From: RE
To: Editor
Date: 26 Mar 2004
Recently I found the online magazine Journal of Object
Technology on the web page www.jot.fm. There are perhaps two interesting
articles for you.
Perhaps you are interested in the fact, that in an article
your MANIFESTO
is being quoted as the Answer of "the DBMS vendors" to objects and
content and also offers a kind of "summary of the book". The overall
idea of this article is that there are to many different ways that information
are stored, retrieved, manipulated, searched and so we need to bring the
databases and the programming languages closer together. Unfortunately it has
nothing to say about your Tutorial D suggestion.
Minimal Affordances for Objects and Content
In order to accommodate the increasing demand for objects and
content, the DBMS vendors replied with the Third Generation Database Manifesto.
In particular they added new native types to the database to support objects
(called user defined data types) and large text types. Both of these extended
types were syntactic extensions on Blobs, which were added largely to support
images, and documents. SQL was extended to allow query operations over BLOBS
using special content selector objects. Recently text types have been enhanced
to support XML schemas or DTDs.
As a second suggestion I found on this webpage the book
review of the second edition of one of your "favorite books" for debunking: BASIC
CONCEPTS IN UML: A REQUEST FOR CLARIFICATION. Now it is called: THE
OBJECT CONSTRAINT LANGUAGE SECOND EDITION, GETTING YOUR MODELS READY FOR MDA.

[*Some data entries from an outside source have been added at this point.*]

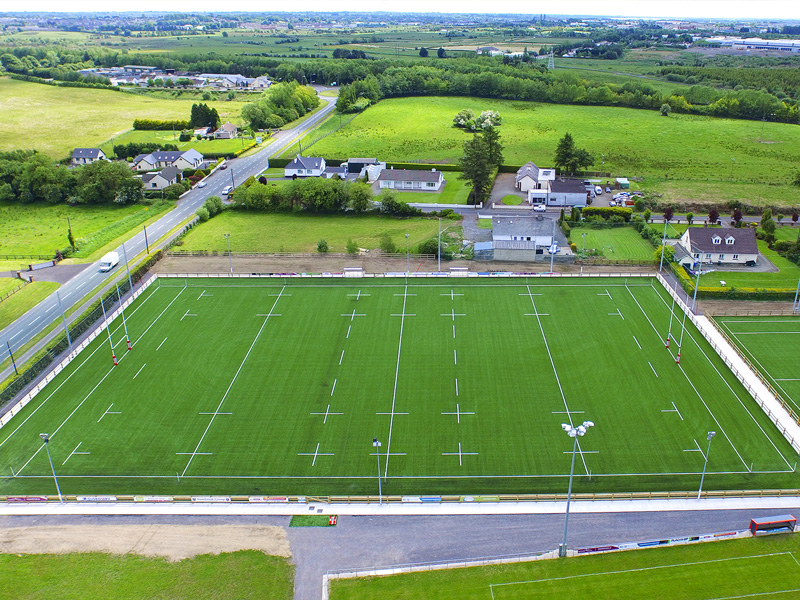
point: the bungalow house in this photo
(403, 179)
(160, 179)
(227, 132)
(85, 156)
(566, 192)
(710, 245)
(305, 166)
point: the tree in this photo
(475, 167)
(494, 149)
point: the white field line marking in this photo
(396, 375)
(555, 372)
(657, 567)
(735, 395)
(108, 412)
(69, 416)
(460, 454)
(761, 367)
(75, 371)
(249, 350)
(315, 454)
(140, 370)
(73, 453)
(327, 413)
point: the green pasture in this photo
(764, 567)
(17, 305)
(56, 120)
(786, 278)
(247, 574)
(279, 232)
(169, 137)
(727, 159)
(772, 344)
(613, 243)
(279, 385)
(43, 228)
(455, 191)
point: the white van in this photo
(109, 261)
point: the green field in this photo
(726, 159)
(243, 575)
(271, 232)
(772, 344)
(613, 243)
(250, 386)
(56, 120)
(765, 567)
(41, 229)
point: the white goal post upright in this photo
(108, 331)
(124, 324)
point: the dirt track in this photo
(174, 542)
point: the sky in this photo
(713, 9)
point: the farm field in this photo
(773, 345)
(42, 228)
(279, 385)
(725, 160)
(763, 567)
(614, 243)
(245, 575)
(80, 117)
(276, 232)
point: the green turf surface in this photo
(772, 344)
(765, 567)
(614, 243)
(279, 386)
(242, 575)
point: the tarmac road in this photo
(24, 329)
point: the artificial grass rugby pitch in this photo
(278, 386)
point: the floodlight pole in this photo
(46, 438)
(711, 435)
(377, 446)
(124, 324)
(227, 236)
(574, 433)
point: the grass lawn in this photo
(269, 232)
(614, 243)
(245, 574)
(761, 567)
(42, 228)
(308, 390)
(455, 191)
(633, 143)
(17, 305)
(785, 279)
(80, 117)
(166, 137)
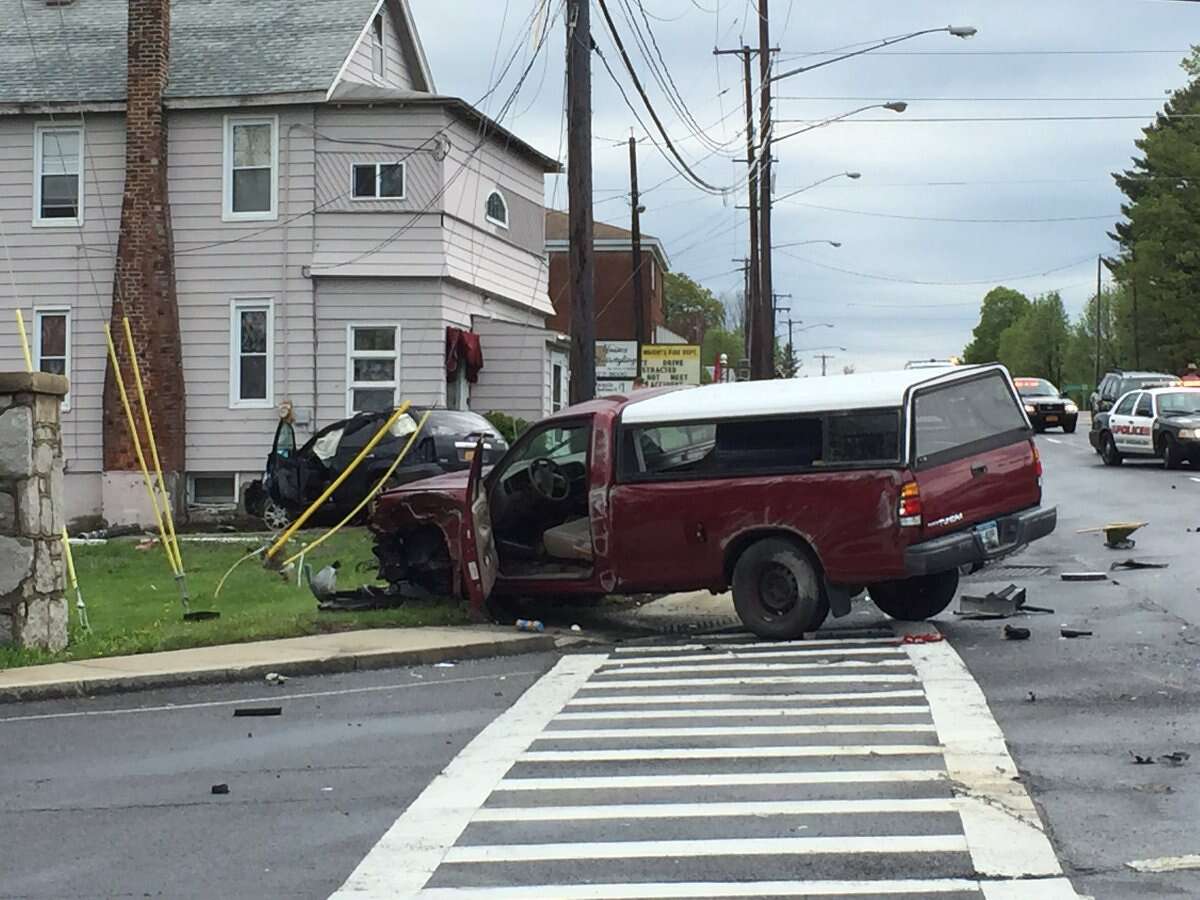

Here is the way this text starts:
As a mathematician, I have always been drawn to the more formal
programming methods of the Object Constraint Language (OCL). With it, you can
place precise mathematical descriptions of what must be true before the code
executes and what is guaranteed to be true after the code has run. Given the
concise nature of mathematical notation, the OCL expressions also can replace
many times their text in comments.
The book now seems to concentrate on MDA:
An MDA is a high level framework that describes how models can
be translated from language to language. Since the purpose is to allow for the
translation to be done by machine, it is necessary for all restrictions to be
written in a clear, unambiguous manner.
Perhaps this is a chance to "revisit this
debunking" and find out whether there was some clarification and see
whether something has changed (I hope this is not a stupid suggestion.)
C. J. Date Responds: I have the briefest of responses,
I’m afraid.
1. Now I’ve seen the Thomas paper myself. It’s dreadful,
isn’t it? I don’t know if I even want to take the time to respond to it (but I
might).
2. I have no desire to deal with anything to do with OCL ever
again, thank you very much. The problems with it that I described in my article
Basic Concepts in
UML: A Request for Clarification—Part 1: The OCL Book are much too
fundamental for them to be fixable by some new “edition”.